Concern that payments for fire equipment usage have been wrongly diverted into the City of Ketchum’s general fund, rather than to the Ketchum Rural Fire District, is triggering the call for an independent audit. In addition, rural fire district commissioners may conduct their own audit. And so far, Ketchum city officials are showing they are on board with it by starting an internal audit on their own.

The audit the city is performing is on fires to which Ketchum personnel responded with rural fire district equipment outside the rural fire district area. It will be presented to the commissioners of the rural district when it’s complete, Ketchum’s Assistant City Administrator Lisa Enourato said.

“I think they feel they owe that to us. I think they also need to explain why the money went into their general fund and not their fire department,” Ketchum Rural Fire District Commissioner Jed Gray said.

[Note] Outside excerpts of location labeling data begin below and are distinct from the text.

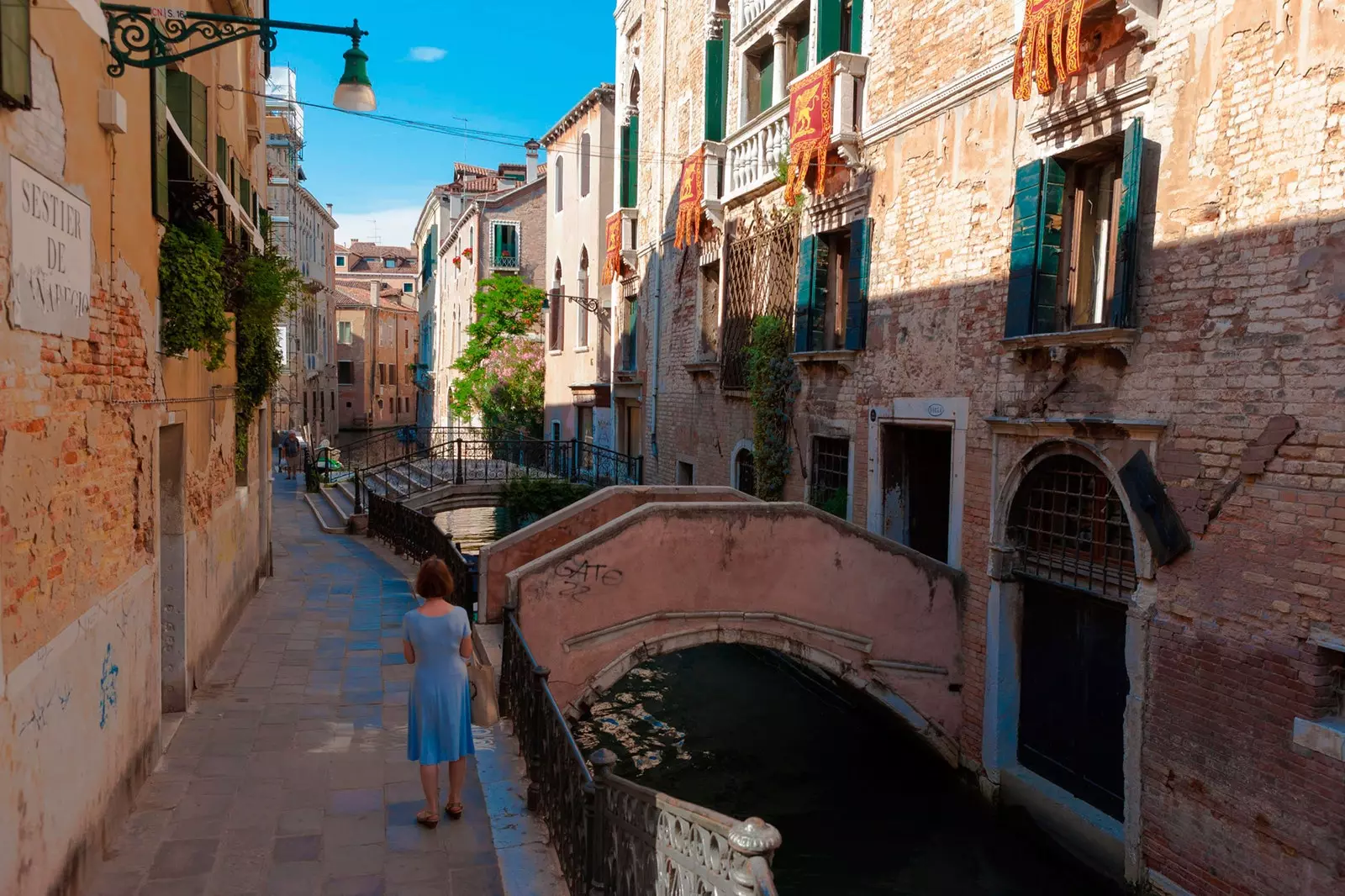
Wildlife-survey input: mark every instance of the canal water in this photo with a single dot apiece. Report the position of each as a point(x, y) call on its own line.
point(864, 806)
point(472, 528)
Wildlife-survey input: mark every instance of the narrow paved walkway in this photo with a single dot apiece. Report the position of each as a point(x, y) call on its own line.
point(289, 774)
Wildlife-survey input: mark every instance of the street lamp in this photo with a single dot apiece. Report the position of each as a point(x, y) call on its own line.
point(152, 37)
point(354, 93)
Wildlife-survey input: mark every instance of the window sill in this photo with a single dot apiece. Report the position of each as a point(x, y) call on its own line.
point(1121, 340)
point(1324, 736)
point(844, 358)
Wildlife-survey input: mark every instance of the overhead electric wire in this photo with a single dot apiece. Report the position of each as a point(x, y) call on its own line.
point(468, 134)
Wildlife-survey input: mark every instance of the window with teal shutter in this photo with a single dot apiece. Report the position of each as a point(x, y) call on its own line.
point(804, 299)
point(15, 64)
point(829, 27)
point(857, 287)
point(1075, 242)
point(159, 143)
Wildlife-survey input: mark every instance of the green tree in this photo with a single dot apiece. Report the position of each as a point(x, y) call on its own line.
point(502, 366)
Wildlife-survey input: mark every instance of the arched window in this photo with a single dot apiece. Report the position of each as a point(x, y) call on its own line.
point(560, 182)
point(1076, 569)
point(744, 472)
point(584, 163)
point(582, 313)
point(556, 327)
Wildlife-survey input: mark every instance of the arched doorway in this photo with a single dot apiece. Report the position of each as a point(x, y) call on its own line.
point(1075, 561)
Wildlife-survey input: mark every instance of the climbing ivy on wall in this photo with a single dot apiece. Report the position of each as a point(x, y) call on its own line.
point(261, 289)
point(773, 385)
point(192, 291)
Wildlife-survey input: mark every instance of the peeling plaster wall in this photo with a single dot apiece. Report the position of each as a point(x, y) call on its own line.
point(80, 420)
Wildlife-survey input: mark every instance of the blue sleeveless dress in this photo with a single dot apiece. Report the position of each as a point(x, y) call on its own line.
point(440, 707)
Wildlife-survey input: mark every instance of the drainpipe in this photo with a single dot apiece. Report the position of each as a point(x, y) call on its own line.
point(658, 246)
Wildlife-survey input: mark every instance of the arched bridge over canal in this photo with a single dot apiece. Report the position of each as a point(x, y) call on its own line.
point(676, 572)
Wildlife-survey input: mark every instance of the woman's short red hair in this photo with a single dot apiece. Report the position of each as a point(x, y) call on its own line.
point(434, 580)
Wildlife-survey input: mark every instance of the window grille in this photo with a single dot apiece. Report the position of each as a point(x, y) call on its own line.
point(831, 485)
point(762, 261)
point(1071, 529)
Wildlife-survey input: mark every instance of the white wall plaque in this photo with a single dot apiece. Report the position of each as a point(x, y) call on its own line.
point(53, 255)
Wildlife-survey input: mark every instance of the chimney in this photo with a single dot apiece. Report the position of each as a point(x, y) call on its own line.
point(531, 145)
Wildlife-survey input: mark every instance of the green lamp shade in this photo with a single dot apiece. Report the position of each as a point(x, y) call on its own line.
point(354, 93)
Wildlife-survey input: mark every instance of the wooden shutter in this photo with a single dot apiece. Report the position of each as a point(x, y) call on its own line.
point(1049, 235)
point(715, 94)
point(159, 143)
point(222, 158)
point(1035, 248)
point(1127, 228)
point(804, 300)
point(829, 27)
point(15, 64)
point(857, 288)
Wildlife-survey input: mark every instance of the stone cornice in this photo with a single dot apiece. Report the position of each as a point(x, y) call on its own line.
point(932, 104)
point(1096, 109)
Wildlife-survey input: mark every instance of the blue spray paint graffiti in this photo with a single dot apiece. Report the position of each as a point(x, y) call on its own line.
point(108, 687)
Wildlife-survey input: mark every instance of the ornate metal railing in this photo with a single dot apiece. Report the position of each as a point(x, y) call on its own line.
point(611, 835)
point(414, 535)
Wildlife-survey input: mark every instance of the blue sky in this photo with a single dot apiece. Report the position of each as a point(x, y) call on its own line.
point(513, 66)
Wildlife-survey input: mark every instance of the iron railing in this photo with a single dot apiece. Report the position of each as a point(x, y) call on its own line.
point(414, 535)
point(497, 458)
point(611, 835)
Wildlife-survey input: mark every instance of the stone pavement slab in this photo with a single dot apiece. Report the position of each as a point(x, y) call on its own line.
point(288, 775)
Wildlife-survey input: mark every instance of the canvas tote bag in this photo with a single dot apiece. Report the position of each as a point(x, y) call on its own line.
point(481, 674)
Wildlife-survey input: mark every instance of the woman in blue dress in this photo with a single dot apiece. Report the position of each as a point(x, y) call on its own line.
point(437, 640)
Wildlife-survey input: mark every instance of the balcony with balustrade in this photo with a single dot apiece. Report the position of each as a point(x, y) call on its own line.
point(753, 154)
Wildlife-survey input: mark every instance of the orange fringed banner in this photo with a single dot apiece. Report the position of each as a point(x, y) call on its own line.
point(810, 128)
point(1058, 22)
point(612, 266)
point(689, 199)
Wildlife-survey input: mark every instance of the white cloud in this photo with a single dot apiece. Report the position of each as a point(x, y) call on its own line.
point(427, 54)
point(392, 226)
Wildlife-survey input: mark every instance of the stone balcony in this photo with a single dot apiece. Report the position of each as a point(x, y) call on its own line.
point(752, 154)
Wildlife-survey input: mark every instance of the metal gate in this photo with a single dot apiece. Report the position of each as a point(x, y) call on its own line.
point(763, 255)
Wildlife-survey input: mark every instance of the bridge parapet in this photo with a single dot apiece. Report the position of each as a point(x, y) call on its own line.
point(564, 526)
point(669, 576)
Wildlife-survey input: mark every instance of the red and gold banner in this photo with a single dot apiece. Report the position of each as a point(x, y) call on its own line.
point(1058, 22)
point(612, 266)
point(689, 199)
point(810, 128)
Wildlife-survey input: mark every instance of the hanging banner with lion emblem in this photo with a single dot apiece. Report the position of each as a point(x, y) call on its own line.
point(612, 266)
point(810, 128)
point(1058, 22)
point(689, 199)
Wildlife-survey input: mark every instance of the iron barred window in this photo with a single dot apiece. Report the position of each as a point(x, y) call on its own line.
point(831, 485)
point(1071, 529)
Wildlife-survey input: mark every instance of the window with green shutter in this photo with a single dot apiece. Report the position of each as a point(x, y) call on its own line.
point(716, 85)
point(15, 67)
point(630, 163)
point(159, 143)
point(187, 103)
point(1076, 239)
point(831, 306)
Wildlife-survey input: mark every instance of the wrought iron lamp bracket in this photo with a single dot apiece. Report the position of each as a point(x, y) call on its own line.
point(148, 38)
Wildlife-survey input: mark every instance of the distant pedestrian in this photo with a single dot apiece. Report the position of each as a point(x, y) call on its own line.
point(291, 454)
point(437, 638)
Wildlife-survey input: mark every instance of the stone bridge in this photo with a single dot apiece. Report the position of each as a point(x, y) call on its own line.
point(666, 576)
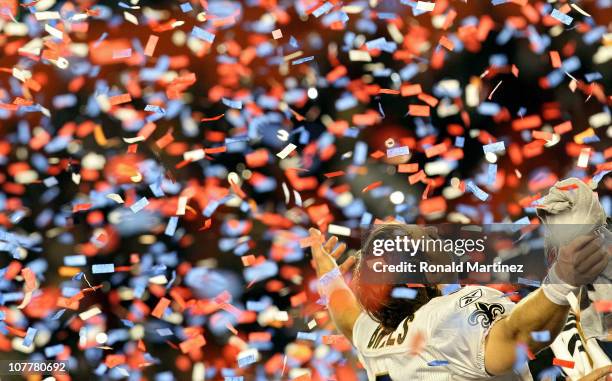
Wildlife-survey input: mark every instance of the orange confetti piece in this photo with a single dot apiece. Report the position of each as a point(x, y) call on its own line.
point(160, 308)
point(555, 59)
point(374, 185)
point(409, 90)
point(448, 44)
point(433, 205)
point(528, 122)
point(99, 135)
point(330, 175)
point(562, 128)
point(120, 99)
point(165, 140)
point(413, 179)
point(81, 207)
point(193, 343)
point(542, 135)
point(408, 168)
point(436, 150)
point(151, 44)
point(212, 118)
point(418, 110)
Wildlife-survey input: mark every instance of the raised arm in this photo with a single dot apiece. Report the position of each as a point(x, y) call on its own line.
point(341, 302)
point(545, 309)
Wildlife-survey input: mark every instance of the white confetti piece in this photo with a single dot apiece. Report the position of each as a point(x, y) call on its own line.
point(42, 16)
point(133, 140)
point(359, 56)
point(339, 230)
point(115, 197)
point(90, 313)
point(139, 205)
point(54, 32)
point(425, 6)
point(182, 204)
point(286, 192)
point(286, 151)
point(583, 159)
point(130, 18)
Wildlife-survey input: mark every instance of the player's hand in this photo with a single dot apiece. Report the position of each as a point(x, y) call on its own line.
point(582, 260)
point(600, 374)
point(325, 256)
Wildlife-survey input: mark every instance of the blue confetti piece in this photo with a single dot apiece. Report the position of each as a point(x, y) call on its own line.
point(476, 191)
point(322, 9)
point(597, 178)
point(541, 336)
point(58, 314)
point(54, 350)
point(75, 260)
point(171, 227)
point(552, 373)
point(231, 103)
point(520, 223)
point(404, 293)
point(29, 337)
point(103, 268)
point(164, 332)
point(590, 77)
point(450, 288)
point(311, 336)
point(397, 151)
point(528, 282)
point(293, 42)
point(491, 174)
point(360, 152)
point(590, 139)
point(139, 205)
point(438, 363)
point(521, 357)
point(494, 147)
point(202, 34)
point(186, 7)
point(302, 60)
point(565, 19)
point(99, 40)
point(50, 181)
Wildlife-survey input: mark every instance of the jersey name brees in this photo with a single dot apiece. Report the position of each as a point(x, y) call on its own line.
point(383, 338)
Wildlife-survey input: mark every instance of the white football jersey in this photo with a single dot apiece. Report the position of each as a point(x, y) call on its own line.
point(444, 341)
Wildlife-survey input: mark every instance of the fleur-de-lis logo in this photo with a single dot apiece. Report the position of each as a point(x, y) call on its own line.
point(485, 314)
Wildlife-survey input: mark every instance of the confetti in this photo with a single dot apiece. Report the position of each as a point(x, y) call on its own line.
point(123, 120)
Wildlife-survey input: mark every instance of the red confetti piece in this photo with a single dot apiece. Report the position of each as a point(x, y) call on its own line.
point(563, 363)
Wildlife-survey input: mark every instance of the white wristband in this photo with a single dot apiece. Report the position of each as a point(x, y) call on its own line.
point(556, 290)
point(330, 282)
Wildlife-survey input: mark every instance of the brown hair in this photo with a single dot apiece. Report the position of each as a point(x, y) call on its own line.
point(376, 299)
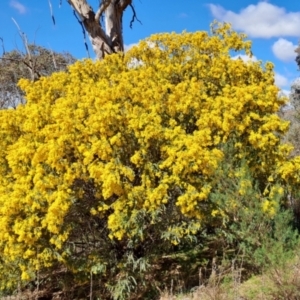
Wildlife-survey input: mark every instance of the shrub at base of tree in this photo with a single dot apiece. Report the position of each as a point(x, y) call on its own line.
point(119, 174)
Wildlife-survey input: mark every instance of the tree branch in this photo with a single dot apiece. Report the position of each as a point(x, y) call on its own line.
point(102, 9)
point(134, 17)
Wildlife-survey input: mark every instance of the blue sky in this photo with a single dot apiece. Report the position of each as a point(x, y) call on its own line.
point(273, 26)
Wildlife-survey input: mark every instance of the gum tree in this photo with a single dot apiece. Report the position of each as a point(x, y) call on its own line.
point(107, 38)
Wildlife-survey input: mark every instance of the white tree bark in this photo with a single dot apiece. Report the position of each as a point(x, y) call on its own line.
point(106, 40)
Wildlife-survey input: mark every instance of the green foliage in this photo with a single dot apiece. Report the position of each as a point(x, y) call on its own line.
point(142, 168)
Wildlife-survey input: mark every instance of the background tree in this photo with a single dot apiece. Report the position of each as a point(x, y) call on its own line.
point(15, 65)
point(115, 175)
point(105, 38)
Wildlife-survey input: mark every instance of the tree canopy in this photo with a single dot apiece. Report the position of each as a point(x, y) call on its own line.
point(115, 163)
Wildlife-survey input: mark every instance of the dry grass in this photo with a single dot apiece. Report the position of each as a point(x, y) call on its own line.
point(277, 283)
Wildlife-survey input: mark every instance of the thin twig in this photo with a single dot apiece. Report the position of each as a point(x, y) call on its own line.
point(101, 9)
point(83, 32)
point(51, 12)
point(3, 49)
point(134, 17)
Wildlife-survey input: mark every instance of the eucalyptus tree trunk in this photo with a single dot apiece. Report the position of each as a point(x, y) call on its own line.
point(105, 40)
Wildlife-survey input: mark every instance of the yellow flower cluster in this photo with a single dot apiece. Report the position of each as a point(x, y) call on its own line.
point(146, 129)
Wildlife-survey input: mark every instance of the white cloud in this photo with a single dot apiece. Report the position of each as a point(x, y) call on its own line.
point(284, 50)
point(183, 15)
point(280, 80)
point(18, 6)
point(244, 57)
point(285, 92)
point(263, 20)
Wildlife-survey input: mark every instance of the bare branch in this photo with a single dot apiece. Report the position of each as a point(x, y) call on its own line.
point(122, 4)
point(3, 49)
point(25, 43)
point(134, 17)
point(102, 9)
point(83, 32)
point(51, 12)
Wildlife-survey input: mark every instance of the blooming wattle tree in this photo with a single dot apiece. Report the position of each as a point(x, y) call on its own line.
point(112, 158)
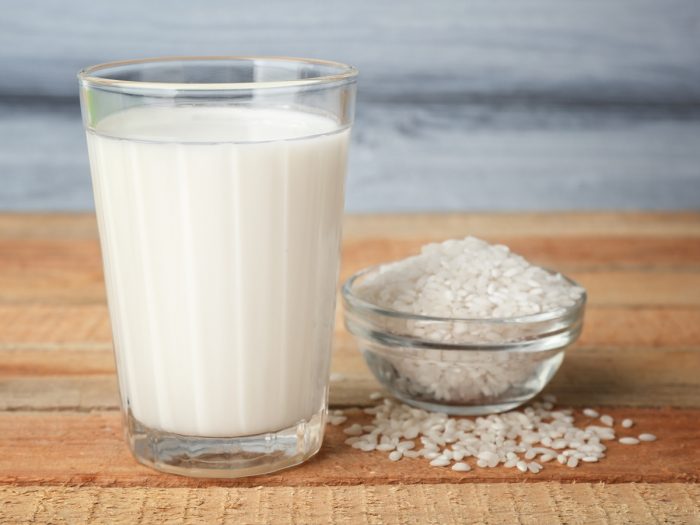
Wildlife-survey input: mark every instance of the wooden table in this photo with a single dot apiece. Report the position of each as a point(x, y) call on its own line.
point(62, 458)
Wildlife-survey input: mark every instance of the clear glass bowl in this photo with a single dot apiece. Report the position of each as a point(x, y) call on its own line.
point(489, 365)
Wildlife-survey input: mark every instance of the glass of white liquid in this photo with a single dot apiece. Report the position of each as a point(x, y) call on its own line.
point(219, 187)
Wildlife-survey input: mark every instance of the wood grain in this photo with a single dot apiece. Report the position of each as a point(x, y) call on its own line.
point(402, 227)
point(63, 458)
point(88, 448)
point(547, 503)
point(84, 380)
point(42, 326)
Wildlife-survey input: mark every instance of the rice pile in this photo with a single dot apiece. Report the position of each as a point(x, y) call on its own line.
point(467, 279)
point(521, 439)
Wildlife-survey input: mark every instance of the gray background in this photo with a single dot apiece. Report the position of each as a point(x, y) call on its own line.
point(464, 105)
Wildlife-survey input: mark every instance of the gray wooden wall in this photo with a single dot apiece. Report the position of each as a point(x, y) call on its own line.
point(464, 105)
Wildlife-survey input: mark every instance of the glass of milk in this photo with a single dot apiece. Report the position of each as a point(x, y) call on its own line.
point(219, 185)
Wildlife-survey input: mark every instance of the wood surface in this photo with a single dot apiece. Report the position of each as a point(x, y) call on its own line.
point(63, 460)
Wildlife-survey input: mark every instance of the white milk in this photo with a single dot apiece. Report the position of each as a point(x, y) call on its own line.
point(220, 231)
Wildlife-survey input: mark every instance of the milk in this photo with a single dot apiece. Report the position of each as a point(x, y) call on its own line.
point(220, 232)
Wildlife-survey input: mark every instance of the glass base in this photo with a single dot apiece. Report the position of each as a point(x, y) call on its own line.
point(235, 457)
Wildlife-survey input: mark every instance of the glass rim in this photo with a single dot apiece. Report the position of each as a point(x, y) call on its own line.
point(86, 76)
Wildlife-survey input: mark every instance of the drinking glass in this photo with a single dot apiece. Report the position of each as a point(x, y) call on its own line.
point(219, 188)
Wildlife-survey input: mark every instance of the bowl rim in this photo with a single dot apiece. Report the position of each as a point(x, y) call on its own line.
point(357, 303)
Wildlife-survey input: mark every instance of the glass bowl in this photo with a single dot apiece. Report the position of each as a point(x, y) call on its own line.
point(460, 366)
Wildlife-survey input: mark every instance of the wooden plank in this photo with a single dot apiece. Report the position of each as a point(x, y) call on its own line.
point(478, 503)
point(67, 278)
point(52, 448)
point(407, 227)
point(84, 380)
point(71, 326)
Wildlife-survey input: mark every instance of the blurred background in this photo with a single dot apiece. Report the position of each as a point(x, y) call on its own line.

Gray said he had “some concern” the Sharps Fire payment may not have been an anomaly, but that audits would enable the two fire jurisdictions to clear things up and square up, if needed.

In question is reimbursement from the U.S. government for last summer’s Sharps Fire—a mammoth 35,000-acre blaze that began east of Bellevue, in Sharps Canyon, that required use of the rural fire district’s equipment, namely its engines. Rather than paying the city and rural fire departments on a cost-by-cost basis, the feds sent the monies to the City of Ketchum in one lump sum. From there, it was deposited into Ketchum’s general fund. As it stands now, Gray estates that the city owes its rural counterpart between $5,000 and $6,000 for the rentals.

Adding fuel to the fire

All this potentially complicates efforts to rework the contract for shared emergency services that has tied Ketchum’s rural and city fire fighting together for decades. Last week—in a decision essentially unrelated to the Sharps Fire issue—Ketchum Rural Fire District opted to terminate its contract for emergency services with the City of Ketchum. The move triggered a now in-play 90-day waiting period before final termination, opening the door to enter into a new contract with the City of Sun Valley or a revised contract with Ketchum—or a little of both.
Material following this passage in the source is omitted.